Grilled Fruit Kabobs with Yogurt Dipping Sauce
by Adapted from: Wisconsin Milk Marketing Board


6 bamboo skewers, 10 inches long (soaked in water for at least 20 minutes)

6 ounces Key lime yogurt

3 ounces Hy-Vee light cream cheese, softened

2 teaspoons sugar

Juice of lime

1 tablespoon Hy-Vee unsalted butter, melted

1 small pineapple, peeled and cored

1 pound large,firm, fresh strawberries

2 large firm nectarines or peaches, fresh, pitted

    and cut into wedges


1.      Preheat gas or charcoal grill to medium heat.

2.      In a food processor or blender, process yogurt, cream cheese and sugar.
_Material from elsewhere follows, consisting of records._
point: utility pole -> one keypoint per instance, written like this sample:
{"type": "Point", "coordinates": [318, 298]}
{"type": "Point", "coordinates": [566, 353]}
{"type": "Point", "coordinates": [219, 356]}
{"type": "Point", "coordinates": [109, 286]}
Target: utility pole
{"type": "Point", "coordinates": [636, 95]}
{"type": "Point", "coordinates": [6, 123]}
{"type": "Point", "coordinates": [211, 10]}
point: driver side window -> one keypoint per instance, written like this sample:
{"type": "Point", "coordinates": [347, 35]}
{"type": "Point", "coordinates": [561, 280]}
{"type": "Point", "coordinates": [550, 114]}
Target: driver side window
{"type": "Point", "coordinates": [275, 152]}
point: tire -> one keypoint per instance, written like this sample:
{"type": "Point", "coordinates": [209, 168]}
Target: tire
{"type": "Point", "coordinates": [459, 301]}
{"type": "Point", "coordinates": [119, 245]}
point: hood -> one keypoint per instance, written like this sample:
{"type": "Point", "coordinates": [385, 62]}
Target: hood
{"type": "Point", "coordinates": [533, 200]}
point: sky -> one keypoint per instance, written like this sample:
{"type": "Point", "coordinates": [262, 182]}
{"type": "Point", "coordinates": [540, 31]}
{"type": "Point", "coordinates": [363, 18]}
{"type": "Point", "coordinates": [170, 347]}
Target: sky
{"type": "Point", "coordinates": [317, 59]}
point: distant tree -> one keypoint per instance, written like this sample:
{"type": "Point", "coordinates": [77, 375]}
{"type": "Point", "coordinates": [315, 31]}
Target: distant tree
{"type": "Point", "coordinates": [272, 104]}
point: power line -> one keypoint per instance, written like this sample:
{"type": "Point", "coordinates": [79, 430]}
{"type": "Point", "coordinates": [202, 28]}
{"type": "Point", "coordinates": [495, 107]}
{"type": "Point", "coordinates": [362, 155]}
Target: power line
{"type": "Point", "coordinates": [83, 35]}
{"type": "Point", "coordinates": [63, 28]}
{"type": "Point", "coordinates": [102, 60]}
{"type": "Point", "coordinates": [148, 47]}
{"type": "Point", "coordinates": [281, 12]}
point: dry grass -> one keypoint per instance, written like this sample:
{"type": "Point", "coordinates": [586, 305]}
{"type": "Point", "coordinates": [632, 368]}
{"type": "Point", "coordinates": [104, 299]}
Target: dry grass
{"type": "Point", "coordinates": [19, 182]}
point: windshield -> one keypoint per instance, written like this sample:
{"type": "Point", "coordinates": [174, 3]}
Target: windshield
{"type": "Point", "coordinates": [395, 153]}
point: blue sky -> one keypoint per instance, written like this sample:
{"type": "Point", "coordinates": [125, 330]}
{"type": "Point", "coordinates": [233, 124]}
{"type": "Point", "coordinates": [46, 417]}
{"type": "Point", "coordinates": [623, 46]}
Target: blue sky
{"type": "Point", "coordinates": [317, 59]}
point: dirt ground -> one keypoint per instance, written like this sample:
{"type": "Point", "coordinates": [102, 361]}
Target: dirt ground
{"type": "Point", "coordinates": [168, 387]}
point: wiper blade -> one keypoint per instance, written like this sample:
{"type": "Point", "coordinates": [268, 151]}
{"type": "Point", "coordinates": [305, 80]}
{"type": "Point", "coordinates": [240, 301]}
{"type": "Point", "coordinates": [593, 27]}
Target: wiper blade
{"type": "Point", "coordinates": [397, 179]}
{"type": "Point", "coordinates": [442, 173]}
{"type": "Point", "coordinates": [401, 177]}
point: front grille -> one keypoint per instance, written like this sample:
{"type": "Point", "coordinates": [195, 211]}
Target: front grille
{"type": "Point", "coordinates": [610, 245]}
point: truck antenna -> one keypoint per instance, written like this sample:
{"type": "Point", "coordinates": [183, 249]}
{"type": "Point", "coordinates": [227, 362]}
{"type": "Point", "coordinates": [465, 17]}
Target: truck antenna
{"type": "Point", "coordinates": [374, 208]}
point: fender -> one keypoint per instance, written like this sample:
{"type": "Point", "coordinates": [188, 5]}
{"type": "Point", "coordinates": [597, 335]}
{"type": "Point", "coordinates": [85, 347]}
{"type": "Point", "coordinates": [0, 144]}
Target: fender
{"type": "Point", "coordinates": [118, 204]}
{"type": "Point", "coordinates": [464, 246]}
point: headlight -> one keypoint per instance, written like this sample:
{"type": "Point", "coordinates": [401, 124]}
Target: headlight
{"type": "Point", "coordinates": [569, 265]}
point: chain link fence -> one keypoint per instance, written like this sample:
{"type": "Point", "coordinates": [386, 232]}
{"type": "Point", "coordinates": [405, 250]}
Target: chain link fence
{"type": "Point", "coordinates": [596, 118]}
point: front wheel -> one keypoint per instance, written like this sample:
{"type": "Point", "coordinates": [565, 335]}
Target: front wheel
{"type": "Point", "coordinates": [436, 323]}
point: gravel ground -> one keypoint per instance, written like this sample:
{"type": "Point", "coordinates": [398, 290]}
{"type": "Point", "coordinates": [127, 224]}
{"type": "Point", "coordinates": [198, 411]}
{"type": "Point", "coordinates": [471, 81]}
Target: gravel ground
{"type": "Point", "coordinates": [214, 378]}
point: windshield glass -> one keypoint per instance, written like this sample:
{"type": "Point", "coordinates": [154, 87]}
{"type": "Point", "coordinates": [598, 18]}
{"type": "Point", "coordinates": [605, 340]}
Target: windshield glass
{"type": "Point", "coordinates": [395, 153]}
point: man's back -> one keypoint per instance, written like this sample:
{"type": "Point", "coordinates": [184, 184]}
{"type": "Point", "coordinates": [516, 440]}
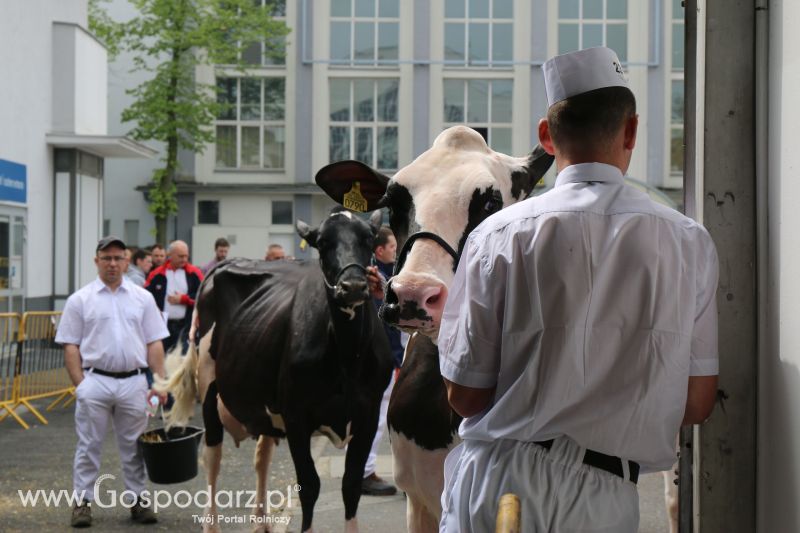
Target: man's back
{"type": "Point", "coordinates": [604, 296]}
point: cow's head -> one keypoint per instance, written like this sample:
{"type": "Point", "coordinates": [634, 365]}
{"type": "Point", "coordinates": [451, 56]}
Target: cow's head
{"type": "Point", "coordinates": [434, 203]}
{"type": "Point", "coordinates": [344, 242]}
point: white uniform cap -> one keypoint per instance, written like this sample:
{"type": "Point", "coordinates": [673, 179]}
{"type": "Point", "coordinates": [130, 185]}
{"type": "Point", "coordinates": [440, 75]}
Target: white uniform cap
{"type": "Point", "coordinates": [580, 72]}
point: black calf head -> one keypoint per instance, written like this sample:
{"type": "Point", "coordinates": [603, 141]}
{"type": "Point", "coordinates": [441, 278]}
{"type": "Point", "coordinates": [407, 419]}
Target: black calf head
{"type": "Point", "coordinates": [447, 191]}
{"type": "Point", "coordinates": [344, 242]}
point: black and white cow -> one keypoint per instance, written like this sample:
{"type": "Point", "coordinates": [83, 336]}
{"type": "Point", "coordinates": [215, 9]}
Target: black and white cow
{"type": "Point", "coordinates": [434, 203]}
{"type": "Point", "coordinates": [296, 348]}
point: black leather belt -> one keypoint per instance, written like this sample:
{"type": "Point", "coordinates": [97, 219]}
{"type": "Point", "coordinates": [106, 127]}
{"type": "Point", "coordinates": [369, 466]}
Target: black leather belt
{"type": "Point", "coordinates": [609, 463]}
{"type": "Point", "coordinates": [117, 375]}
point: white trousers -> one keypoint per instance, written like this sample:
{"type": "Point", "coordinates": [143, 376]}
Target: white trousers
{"type": "Point", "coordinates": [101, 400]}
{"type": "Point", "coordinates": [557, 491]}
{"type": "Point", "coordinates": [369, 468]}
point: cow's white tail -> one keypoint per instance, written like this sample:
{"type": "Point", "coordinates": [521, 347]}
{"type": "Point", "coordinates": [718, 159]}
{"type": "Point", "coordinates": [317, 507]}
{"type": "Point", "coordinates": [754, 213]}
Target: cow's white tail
{"type": "Point", "coordinates": [182, 383]}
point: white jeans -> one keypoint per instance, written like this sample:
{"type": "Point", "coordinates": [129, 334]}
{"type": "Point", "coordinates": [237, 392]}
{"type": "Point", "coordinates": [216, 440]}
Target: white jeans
{"type": "Point", "coordinates": [369, 468]}
{"type": "Point", "coordinates": [122, 402]}
{"type": "Point", "coordinates": [557, 491]}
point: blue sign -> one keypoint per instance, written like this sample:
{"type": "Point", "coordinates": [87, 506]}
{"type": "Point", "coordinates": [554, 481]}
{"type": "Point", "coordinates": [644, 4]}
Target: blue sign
{"type": "Point", "coordinates": [13, 182]}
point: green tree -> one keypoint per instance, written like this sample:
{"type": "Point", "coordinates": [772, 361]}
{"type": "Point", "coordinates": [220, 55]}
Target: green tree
{"type": "Point", "coordinates": [170, 39]}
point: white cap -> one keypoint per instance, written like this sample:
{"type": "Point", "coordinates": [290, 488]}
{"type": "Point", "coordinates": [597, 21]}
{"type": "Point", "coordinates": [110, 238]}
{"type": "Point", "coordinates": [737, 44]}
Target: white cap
{"type": "Point", "coordinates": [580, 72]}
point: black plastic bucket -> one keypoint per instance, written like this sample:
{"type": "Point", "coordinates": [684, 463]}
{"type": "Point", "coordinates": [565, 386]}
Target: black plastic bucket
{"type": "Point", "coordinates": [174, 458]}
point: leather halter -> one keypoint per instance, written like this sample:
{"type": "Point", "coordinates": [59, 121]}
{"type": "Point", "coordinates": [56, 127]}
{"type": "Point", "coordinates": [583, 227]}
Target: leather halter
{"type": "Point", "coordinates": [401, 258]}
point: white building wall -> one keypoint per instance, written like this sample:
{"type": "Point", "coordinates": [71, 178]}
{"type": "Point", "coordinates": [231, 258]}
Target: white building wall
{"type": "Point", "coordinates": [26, 30]}
{"type": "Point", "coordinates": [779, 392]}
Cover and chill.

3.      In a small bowl, combine lime juice and melted butter. Set aside.

4.      Cut pineapple into 1-inch-wideslices; cut the slices into quarters. Remove hulls (leaves) from strawberries. Alternately thread strawberries, pineapple and nectarine or peach wedges on skewers. Brush with butter mixture.

5.      Grill kabobs, uncovered, for 6 to 8 minutes or until heated through, turning once or twice. Do not allow strawberries to overcook.

6.      Remove grilled fruit from skewers; serve with yogurt dipping sauce.


The perfect barbeque dessert "fruit on a stick"! Grilling enhances the sweetness and softens the texture of any summertime fruit. Paired with a yogurt-based dip, you have a kid-friendly dessert.